Further, Grillo sees these crime militias as shadow powers—rather than alternative governments or emerging state forms—which are seeking impunity of action and nothing more. This perception is of interest because theoretical debates are being conducted between this view and the one that believes de facto control of a town or region at some point creates alternate criminal governance even if this was not the cartel or gang leaders’ original intent. The author then goes on to compare what is essentially the criminal insurgency construct—first developed by John Sullivan—with that of more ideologically derived insurgency linked to Islamic radicalism or Maoism which seeks to create a parallel state. One component of such alternative governance is the takeover of local schools and their curriculum for ideological indoctrination (p. 331). This direct approach is in contrast to the indirect approach conducted by crime militias who by their very nature also environmentally modify the ‘civilization’ of their territories. In this instance, they re-socialize those populations within them to narcocultura (narco culture) or maracultura (gang culture) patterns of human social interactions and values.    

Policy recommendations related to Grillo’s specific recognition of “crime militias as shadow powers” were then provided in the final three chapters of the work. Chapter 49 discussed drug policy reform by focusing on marijuana legalization—to undermine some of the gangs and cartel revenues—and shifting from a war on drugs to drug use as a health issue/addiction treatment approach. Chapter 50 highlighted the need for new judicial and policing institutions in societies that are democratizing. These public institutions in the country case studies are still essentially authoritarian holdovers from earlier eras that have not modernized. The U.S. and other nations should lend support to building new institutions rather than providing foreign aid to support old ones. Corruption of politicians is also singled out as an issue that must be directly dealt with because they act as facilitators to the rise of powerful groups such as the Shower Posse and Knights Templars. Chapter 51 discusses ways of transforming ghettos by means of a ‘hearts and minds’ counter insurgency-like approach coupled with physical community improvements such as paved roads, reliable electricity, and garbage pickup. Of all the policy recommendations provided, this chapter came across as the weakest one. Grillo’s recommendations are more ethereal and are directly up against limited state capacity writ large in Latin America and the Caribbean and an economic system that accepts excess populations—which are marginalized, untrained, and exist outside of the formal economy—as acceptable losses/casualties of capitalism and globalization.  

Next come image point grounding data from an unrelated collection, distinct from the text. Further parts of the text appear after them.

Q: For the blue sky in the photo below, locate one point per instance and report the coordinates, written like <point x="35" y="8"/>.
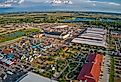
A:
<point x="84" y="5"/>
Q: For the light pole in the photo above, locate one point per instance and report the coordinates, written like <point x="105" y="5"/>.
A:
<point x="53" y="69"/>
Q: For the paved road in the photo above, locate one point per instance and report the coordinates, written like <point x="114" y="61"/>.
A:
<point x="11" y="41"/>
<point x="105" y="77"/>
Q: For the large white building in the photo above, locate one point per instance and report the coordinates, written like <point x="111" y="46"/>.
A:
<point x="92" y="36"/>
<point x="57" y="35"/>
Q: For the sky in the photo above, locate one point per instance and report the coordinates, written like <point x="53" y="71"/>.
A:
<point x="100" y="5"/>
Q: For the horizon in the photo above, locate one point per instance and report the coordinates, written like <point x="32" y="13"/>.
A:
<point x="110" y="6"/>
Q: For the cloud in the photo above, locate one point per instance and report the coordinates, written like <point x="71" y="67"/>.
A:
<point x="94" y="2"/>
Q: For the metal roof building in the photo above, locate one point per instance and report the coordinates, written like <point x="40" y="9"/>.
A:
<point x="92" y="36"/>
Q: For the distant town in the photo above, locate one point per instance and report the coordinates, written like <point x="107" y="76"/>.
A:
<point x="60" y="47"/>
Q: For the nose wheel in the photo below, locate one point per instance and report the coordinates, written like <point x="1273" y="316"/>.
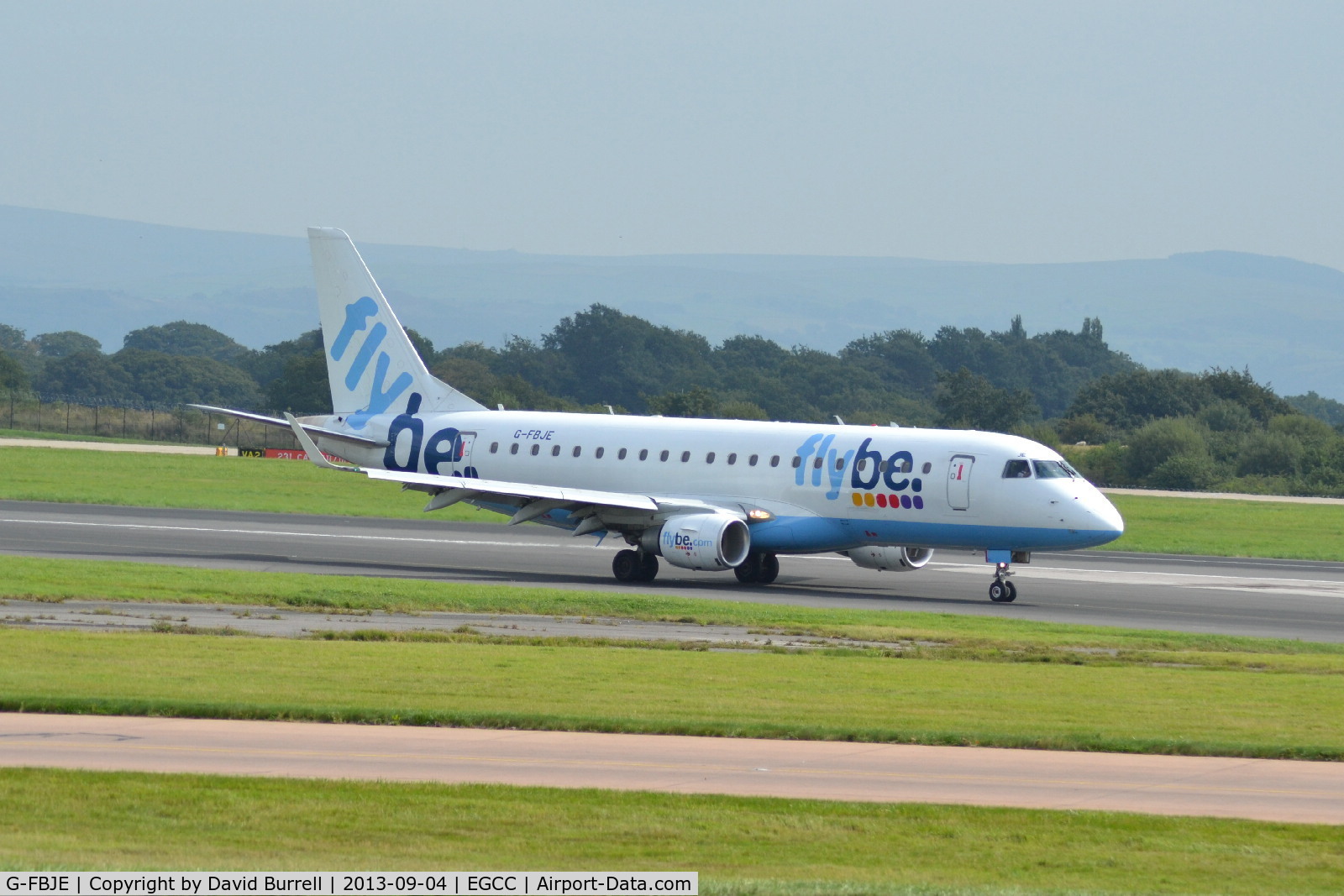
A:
<point x="1003" y="590"/>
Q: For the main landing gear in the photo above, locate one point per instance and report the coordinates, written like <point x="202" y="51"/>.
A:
<point x="759" y="569"/>
<point x="635" y="566"/>
<point x="1003" y="590"/>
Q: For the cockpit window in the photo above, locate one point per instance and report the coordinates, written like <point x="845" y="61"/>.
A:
<point x="1053" y="470"/>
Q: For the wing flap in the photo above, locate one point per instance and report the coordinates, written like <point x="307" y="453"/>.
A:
<point x="530" y="490"/>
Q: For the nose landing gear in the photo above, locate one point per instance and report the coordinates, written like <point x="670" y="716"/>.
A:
<point x="1003" y="590"/>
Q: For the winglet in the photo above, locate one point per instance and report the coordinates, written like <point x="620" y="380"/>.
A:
<point x="312" y="450"/>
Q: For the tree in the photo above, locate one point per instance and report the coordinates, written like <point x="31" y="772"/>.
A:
<point x="302" y="385"/>
<point x="159" y="378"/>
<point x="91" y="376"/>
<point x="65" y="343"/>
<point x="696" y="402"/>
<point x="1323" y="409"/>
<point x="192" y="340"/>
<point x="13" y="376"/>
<point x="13" y="338"/>
<point x="968" y="401"/>
<point x="1160" y="441"/>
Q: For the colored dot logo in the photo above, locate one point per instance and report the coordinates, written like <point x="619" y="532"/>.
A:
<point x="890" y="501"/>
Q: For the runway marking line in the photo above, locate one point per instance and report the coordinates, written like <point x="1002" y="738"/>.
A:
<point x="689" y="768"/>
<point x="948" y="567"/>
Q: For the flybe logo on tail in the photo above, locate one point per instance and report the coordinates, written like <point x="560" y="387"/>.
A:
<point x="358" y="316"/>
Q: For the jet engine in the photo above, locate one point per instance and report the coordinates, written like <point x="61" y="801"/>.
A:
<point x="893" y="559"/>
<point x="701" y="542"/>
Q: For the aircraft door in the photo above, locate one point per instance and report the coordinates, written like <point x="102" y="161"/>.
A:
<point x="463" y="456"/>
<point x="958" y="481"/>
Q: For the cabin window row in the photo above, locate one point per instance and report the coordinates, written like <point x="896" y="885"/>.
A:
<point x="906" y="466"/>
<point x="643" y="454"/>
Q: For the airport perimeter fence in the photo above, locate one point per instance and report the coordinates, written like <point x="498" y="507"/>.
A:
<point x="44" y="412"/>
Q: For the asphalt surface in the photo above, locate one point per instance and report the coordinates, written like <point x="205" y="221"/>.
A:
<point x="1247" y="597"/>
<point x="1263" y="789"/>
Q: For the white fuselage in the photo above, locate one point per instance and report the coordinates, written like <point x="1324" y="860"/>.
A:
<point x="827" y="488"/>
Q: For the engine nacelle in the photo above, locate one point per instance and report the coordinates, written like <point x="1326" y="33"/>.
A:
<point x="701" y="542"/>
<point x="891" y="559"/>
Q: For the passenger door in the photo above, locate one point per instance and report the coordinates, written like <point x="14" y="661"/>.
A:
<point x="958" y="481"/>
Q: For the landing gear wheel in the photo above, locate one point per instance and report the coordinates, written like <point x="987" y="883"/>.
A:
<point x="625" y="566"/>
<point x="769" y="569"/>
<point x="648" y="569"/>
<point x="749" y="570"/>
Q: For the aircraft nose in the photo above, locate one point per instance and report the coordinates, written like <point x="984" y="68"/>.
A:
<point x="1106" y="515"/>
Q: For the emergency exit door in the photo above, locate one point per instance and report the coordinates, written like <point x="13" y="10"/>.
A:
<point x="958" y="481"/>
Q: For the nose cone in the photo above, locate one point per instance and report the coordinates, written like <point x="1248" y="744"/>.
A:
<point x="1108" y="519"/>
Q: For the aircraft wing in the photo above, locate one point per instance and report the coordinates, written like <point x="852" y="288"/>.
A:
<point x="534" y="500"/>
<point x="309" y="427"/>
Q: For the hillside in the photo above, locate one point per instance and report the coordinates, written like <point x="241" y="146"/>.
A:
<point x="1277" y="316"/>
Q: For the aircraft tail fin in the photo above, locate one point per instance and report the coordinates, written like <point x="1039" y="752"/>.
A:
<point x="371" y="363"/>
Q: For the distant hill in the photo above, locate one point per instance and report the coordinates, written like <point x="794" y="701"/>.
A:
<point x="1278" y="316"/>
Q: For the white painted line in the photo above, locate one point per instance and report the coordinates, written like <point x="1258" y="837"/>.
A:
<point x="297" y="535"/>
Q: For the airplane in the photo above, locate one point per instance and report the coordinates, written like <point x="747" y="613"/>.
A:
<point x="703" y="495"/>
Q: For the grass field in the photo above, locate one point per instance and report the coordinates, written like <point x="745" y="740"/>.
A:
<point x="194" y="481"/>
<point x="846" y="694"/>
<point x="136" y="821"/>
<point x="920" y="633"/>
<point x="1230" y="528"/>
<point x="1156" y="524"/>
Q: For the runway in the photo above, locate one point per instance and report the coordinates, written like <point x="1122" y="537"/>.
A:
<point x="1261" y="789"/>
<point x="1247" y="597"/>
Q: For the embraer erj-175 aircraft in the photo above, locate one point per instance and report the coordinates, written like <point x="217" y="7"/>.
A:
<point x="703" y="495"/>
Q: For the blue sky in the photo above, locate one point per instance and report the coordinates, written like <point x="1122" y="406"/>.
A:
<point x="1035" y="132"/>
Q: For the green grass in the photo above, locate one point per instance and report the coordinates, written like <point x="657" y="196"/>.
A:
<point x="1230" y="528"/>
<point x="815" y="696"/>
<point x="203" y="481"/>
<point x="1153" y="524"/>
<point x="927" y="634"/>
<point x="134" y="821"/>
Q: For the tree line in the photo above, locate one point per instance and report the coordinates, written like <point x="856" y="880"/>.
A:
<point x="1120" y="422"/>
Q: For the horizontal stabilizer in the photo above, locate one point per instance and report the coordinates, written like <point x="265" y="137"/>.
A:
<point x="284" y="425"/>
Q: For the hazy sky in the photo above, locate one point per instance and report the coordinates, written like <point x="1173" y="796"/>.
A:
<point x="1010" y="132"/>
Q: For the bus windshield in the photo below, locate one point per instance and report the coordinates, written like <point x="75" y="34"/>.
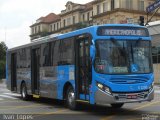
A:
<point x="123" y="56"/>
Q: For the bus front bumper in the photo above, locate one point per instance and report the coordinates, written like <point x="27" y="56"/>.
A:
<point x="103" y="98"/>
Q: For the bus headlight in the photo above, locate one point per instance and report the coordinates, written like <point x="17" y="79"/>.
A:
<point x="104" y="88"/>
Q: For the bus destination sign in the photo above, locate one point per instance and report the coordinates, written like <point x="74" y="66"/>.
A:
<point x="120" y="31"/>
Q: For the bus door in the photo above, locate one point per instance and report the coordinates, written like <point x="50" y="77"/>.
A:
<point x="83" y="69"/>
<point x="35" y="62"/>
<point x="13" y="72"/>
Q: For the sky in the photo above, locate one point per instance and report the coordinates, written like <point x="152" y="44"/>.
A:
<point x="17" y="15"/>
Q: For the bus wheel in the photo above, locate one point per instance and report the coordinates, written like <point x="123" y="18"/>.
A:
<point x="118" y="105"/>
<point x="71" y="103"/>
<point x="24" y="94"/>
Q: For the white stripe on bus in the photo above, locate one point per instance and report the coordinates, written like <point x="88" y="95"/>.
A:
<point x="6" y="96"/>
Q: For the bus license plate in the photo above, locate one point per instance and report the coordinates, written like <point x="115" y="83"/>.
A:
<point x="132" y="96"/>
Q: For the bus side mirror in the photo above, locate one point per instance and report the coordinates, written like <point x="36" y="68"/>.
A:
<point x="92" y="51"/>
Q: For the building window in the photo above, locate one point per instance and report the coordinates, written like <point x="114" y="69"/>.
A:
<point x="141" y="5"/>
<point x="51" y="28"/>
<point x="35" y="30"/>
<point x="57" y="26"/>
<point x="68" y="21"/>
<point x="98" y="9"/>
<point x="83" y="17"/>
<point x="88" y="15"/>
<point x="54" y="27"/>
<point x="105" y="7"/>
<point x="112" y="4"/>
<point x="129" y="4"/>
<point x="39" y="28"/>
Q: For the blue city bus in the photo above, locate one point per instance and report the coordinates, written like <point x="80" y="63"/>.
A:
<point x="104" y="64"/>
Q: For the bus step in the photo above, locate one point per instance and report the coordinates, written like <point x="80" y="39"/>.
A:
<point x="82" y="101"/>
<point x="36" y="96"/>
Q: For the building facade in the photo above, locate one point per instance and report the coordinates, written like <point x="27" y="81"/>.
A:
<point x="96" y="12"/>
<point x="154" y="31"/>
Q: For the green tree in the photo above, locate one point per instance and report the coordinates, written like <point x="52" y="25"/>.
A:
<point x="3" y="49"/>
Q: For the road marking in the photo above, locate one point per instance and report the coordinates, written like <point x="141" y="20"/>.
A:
<point x="146" y="105"/>
<point x="6" y="96"/>
<point x="12" y="94"/>
<point x="19" y="107"/>
<point x="51" y="113"/>
<point x="137" y="108"/>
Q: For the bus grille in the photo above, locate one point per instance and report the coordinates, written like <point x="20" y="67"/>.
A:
<point x="122" y="96"/>
<point x="129" y="80"/>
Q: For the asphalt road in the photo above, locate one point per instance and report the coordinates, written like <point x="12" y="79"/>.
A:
<point x="13" y="108"/>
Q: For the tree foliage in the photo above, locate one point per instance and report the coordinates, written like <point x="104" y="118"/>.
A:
<point x="3" y="49"/>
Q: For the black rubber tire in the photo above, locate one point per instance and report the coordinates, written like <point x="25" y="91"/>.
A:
<point x="118" y="105"/>
<point x="24" y="94"/>
<point x="70" y="98"/>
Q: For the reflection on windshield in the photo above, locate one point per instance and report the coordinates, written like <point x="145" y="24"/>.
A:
<point x="122" y="56"/>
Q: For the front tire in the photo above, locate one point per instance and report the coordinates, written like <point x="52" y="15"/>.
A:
<point x="24" y="94"/>
<point x="71" y="100"/>
<point x="118" y="105"/>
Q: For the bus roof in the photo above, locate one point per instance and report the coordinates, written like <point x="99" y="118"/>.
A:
<point x="91" y="30"/>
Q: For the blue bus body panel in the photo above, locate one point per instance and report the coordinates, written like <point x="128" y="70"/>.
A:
<point x="115" y="86"/>
<point x="65" y="74"/>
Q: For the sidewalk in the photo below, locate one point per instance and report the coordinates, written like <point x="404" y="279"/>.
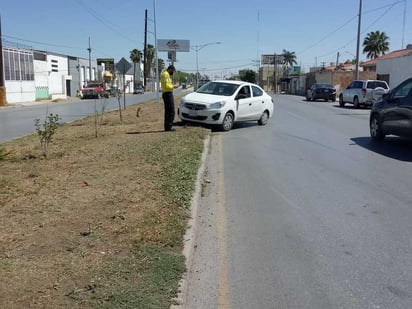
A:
<point x="23" y="104"/>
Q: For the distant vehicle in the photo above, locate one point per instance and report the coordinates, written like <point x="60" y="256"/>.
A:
<point x="115" y="91"/>
<point x="94" y="90"/>
<point x="321" y="91"/>
<point x="138" y="90"/>
<point x="393" y="115"/>
<point x="363" y="92"/>
<point x="222" y="103"/>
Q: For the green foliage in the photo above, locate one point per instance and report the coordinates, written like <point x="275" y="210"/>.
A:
<point x="3" y="153"/>
<point x="147" y="278"/>
<point x="46" y="131"/>
<point x="375" y="44"/>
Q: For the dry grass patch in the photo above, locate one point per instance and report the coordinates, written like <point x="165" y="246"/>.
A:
<point x="99" y="224"/>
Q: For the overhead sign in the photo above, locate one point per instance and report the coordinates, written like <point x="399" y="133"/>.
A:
<point x="173" y="45"/>
<point x="108" y="63"/>
<point x="123" y="66"/>
<point x="270" y="59"/>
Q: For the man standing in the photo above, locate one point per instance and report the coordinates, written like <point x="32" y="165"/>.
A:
<point x="167" y="95"/>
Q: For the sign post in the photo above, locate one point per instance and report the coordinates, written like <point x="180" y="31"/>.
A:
<point x="123" y="66"/>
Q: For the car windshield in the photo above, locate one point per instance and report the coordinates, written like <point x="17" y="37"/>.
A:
<point x="324" y="86"/>
<point x="376" y="84"/>
<point x="218" y="88"/>
<point x="93" y="85"/>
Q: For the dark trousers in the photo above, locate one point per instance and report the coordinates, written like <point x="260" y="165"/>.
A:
<point x="169" y="109"/>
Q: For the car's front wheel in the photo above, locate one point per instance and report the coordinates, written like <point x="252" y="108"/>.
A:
<point x="264" y="118"/>
<point x="376" y="128"/>
<point x="227" y="123"/>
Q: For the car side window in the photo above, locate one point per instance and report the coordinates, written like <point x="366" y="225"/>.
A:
<point x="357" y="85"/>
<point x="256" y="91"/>
<point x="403" y="91"/>
<point x="245" y="91"/>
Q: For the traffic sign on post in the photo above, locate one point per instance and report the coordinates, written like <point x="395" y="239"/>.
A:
<point x="123" y="66"/>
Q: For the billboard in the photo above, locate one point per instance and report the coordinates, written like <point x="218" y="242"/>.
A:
<point x="173" y="45"/>
<point x="269" y="59"/>
<point x="108" y="63"/>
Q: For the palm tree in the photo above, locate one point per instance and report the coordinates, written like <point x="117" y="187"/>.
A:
<point x="375" y="44"/>
<point x="135" y="56"/>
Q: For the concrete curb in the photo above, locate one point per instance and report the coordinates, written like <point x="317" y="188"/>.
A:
<point x="189" y="238"/>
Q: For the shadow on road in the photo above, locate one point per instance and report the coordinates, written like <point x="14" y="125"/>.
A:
<point x="392" y="147"/>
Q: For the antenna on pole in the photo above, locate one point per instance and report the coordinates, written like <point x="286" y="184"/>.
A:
<point x="3" y="100"/>
<point x="403" y="24"/>
<point x="90" y="61"/>
<point x="156" y="61"/>
<point x="358" y="41"/>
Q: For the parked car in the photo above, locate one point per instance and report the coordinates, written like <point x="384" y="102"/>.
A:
<point x="321" y="91"/>
<point x="363" y="92"/>
<point x="393" y="114"/>
<point x="138" y="90"/>
<point x="222" y="103"/>
<point x="94" y="90"/>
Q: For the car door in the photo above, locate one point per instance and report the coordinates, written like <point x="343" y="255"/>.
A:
<point x="397" y="113"/>
<point x="347" y="93"/>
<point x="244" y="104"/>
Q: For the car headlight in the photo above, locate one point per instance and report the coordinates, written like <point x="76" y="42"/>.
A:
<point x="217" y="105"/>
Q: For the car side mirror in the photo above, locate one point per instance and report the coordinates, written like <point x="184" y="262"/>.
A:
<point x="386" y="96"/>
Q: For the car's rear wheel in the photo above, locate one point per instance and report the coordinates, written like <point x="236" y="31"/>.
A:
<point x="264" y="118"/>
<point x="376" y="128"/>
<point x="356" y="102"/>
<point x="227" y="123"/>
<point x="341" y="103"/>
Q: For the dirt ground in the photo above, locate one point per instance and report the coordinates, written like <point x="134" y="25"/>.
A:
<point x="69" y="221"/>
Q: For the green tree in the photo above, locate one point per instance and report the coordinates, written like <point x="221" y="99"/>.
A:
<point x="247" y="76"/>
<point x="135" y="56"/>
<point x="375" y="44"/>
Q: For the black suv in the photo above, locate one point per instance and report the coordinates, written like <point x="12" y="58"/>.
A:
<point x="393" y="115"/>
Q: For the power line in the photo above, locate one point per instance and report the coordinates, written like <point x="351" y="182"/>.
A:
<point x="389" y="6"/>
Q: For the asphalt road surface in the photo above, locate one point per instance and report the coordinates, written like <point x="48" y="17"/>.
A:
<point x="305" y="212"/>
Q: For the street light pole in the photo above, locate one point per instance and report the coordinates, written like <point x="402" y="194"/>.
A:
<point x="358" y="41"/>
<point x="196" y="48"/>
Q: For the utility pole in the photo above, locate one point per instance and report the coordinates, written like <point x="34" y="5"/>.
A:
<point x="358" y="41"/>
<point x="90" y="61"/>
<point x="3" y="99"/>
<point x="337" y="61"/>
<point x="274" y="73"/>
<point x="145" y="50"/>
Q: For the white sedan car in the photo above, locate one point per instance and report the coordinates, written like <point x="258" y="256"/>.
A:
<point x="222" y="103"/>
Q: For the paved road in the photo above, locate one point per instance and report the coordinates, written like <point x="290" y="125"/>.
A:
<point x="305" y="212"/>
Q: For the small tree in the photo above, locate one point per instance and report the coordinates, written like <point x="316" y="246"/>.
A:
<point x="46" y="131"/>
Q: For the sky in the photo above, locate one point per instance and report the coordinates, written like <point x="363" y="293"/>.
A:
<point x="316" y="31"/>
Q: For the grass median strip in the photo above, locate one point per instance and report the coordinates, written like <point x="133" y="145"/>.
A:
<point x="100" y="222"/>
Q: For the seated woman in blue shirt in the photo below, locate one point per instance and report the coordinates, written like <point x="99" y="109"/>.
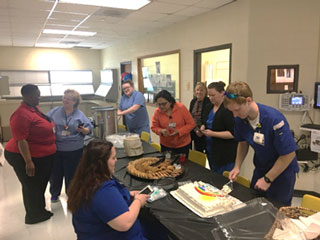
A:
<point x="102" y="208"/>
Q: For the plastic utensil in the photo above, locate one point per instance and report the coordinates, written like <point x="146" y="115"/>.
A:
<point x="227" y="188"/>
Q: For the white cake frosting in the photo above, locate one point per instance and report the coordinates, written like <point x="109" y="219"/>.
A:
<point x="204" y="199"/>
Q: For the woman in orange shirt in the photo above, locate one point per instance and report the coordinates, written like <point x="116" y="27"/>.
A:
<point x="172" y="122"/>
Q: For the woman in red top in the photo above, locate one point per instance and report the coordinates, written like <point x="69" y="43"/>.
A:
<point x="172" y="122"/>
<point x="30" y="152"/>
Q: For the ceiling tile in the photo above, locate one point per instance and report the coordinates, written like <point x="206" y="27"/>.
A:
<point x="183" y="2"/>
<point x="212" y="4"/>
<point x="192" y="11"/>
<point x="23" y="20"/>
<point x="161" y="7"/>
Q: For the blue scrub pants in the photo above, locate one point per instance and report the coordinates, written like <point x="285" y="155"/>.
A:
<point x="281" y="190"/>
<point x="64" y="165"/>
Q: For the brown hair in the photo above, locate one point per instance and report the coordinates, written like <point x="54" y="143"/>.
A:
<point x="91" y="172"/>
<point x="241" y="90"/>
<point x="74" y="95"/>
<point x="203" y="86"/>
<point x="219" y="86"/>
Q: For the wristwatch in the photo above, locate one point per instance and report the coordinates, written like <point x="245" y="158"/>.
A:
<point x="267" y="179"/>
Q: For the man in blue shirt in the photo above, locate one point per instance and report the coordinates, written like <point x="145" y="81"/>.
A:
<point x="267" y="131"/>
<point x="133" y="107"/>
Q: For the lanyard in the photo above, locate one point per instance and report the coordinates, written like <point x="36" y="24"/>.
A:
<point x="67" y="122"/>
<point x="42" y="115"/>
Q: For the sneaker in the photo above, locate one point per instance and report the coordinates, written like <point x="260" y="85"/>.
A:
<point x="54" y="199"/>
<point x="45" y="216"/>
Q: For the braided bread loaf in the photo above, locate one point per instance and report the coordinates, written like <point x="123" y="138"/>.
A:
<point x="142" y="168"/>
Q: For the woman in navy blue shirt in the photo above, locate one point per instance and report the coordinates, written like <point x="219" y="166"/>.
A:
<point x="102" y="208"/>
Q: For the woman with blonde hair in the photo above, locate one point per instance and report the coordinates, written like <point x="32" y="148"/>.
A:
<point x="199" y="108"/>
<point x="71" y="127"/>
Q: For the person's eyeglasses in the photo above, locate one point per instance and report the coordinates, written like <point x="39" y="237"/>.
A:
<point x="162" y="104"/>
<point x="232" y="95"/>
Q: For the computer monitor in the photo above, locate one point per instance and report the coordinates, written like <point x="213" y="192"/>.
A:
<point x="316" y="95"/>
<point x="296" y="100"/>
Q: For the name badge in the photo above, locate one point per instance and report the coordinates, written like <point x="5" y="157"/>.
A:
<point x="258" y="138"/>
<point x="65" y="133"/>
<point x="172" y="125"/>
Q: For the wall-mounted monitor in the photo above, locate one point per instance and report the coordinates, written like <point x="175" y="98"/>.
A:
<point x="316" y="95"/>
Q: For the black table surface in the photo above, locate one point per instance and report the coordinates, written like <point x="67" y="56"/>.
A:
<point x="147" y="149"/>
<point x="181" y="222"/>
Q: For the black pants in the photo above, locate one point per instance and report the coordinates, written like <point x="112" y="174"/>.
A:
<point x="33" y="188"/>
<point x="64" y="165"/>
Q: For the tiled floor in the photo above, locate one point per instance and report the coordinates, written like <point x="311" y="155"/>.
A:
<point x="12" y="213"/>
<point x="12" y="225"/>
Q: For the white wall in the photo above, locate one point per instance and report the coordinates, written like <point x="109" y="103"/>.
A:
<point x="23" y="58"/>
<point x="262" y="33"/>
<point x="228" y="24"/>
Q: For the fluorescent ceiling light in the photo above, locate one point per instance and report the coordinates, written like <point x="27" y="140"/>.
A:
<point x="68" y="32"/>
<point x="125" y="4"/>
<point x="54" y="45"/>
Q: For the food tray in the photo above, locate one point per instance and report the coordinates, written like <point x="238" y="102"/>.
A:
<point x="142" y="168"/>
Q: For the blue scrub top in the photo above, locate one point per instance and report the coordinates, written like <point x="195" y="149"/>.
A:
<point x="75" y="140"/>
<point x="138" y="119"/>
<point x="110" y="201"/>
<point x="278" y="140"/>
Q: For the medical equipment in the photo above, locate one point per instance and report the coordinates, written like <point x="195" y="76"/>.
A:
<point x="294" y="102"/>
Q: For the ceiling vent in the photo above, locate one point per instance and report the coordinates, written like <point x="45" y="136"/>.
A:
<point x="113" y="12"/>
<point x="71" y="42"/>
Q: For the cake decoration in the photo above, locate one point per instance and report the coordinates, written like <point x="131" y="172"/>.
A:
<point x="205" y="199"/>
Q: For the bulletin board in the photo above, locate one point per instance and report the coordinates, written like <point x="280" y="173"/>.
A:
<point x="159" y="72"/>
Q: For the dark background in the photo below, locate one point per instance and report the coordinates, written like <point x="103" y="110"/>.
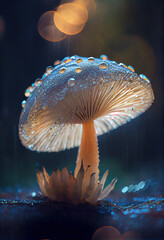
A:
<point x="128" y="31"/>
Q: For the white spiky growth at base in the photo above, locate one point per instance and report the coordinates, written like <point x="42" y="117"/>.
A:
<point x="64" y="187"/>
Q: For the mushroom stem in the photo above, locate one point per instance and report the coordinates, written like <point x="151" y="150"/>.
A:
<point x="88" y="153"/>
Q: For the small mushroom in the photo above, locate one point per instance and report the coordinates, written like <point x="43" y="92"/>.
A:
<point x="79" y="100"/>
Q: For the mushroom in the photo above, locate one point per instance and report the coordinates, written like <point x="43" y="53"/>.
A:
<point x="77" y="100"/>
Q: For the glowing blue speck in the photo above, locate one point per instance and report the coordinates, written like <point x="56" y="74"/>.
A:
<point x="33" y="194"/>
<point x="125" y="189"/>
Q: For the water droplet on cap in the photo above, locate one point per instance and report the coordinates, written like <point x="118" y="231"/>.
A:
<point x="104" y="57"/>
<point x="91" y="59"/>
<point x="78" y="70"/>
<point x="68" y="60"/>
<point x="73" y="57"/>
<point x="27" y="93"/>
<point x="23" y="103"/>
<point x="145" y="78"/>
<point x="49" y="69"/>
<point x="31" y="146"/>
<point x="62" y="70"/>
<point x="103" y="66"/>
<point x="71" y="82"/>
<point x="79" y="60"/>
<point x="131" y="68"/>
<point x="37" y="82"/>
<point x="57" y="62"/>
<point x="122" y="65"/>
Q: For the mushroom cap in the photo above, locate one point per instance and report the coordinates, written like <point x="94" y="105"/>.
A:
<point x="77" y="90"/>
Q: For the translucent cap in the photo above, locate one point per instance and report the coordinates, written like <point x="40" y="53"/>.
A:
<point x="77" y="90"/>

In summation, this is an excellent work derived from a number of years of intimate interviews and field reports conducted by Grillo. This work is dominated by the killing, illicit activity, and state weakness the author has seen via his interactions with heavily armed non-state group members in marginalized communities and slums. This makes the work deadly accurate concerning the ‘on the ground’ observations provided. It also informs us that the old verse about “mad dogs and Englishmen” might be deserving of a new stanza related to ‘going out into heavily armed slums’. Given Grillo’s training and background, the work is at times more journalistic than analytical and also light on theory. This, however, makes the book highly readable and also far more appealing to a much larger readership.  Further, with Grillo’s street smarts, the impressions he provides related to the interviews he conducted help to serve as a form of  ‘bullshit detector’ to help place in context what is being said.

Gangster Warlords should be considered an extremely useful book for readers with current affairs interest, law enforcement and military professionals, and advanced undergraduates and graduate students in security studies. For the later, however, I’d layer the use of the book—which is light on theoretical references—with more scholarly focused ones such as Gangster States (Palgrave Macmillan 2015) by Katherine Hirschfeld or Global Security Upheaval (Stanford 2013) by Robert Mandel, whose academic focus would benefit, in turn, from a dose of the visceral street reality so well brought to life in the Grillo work.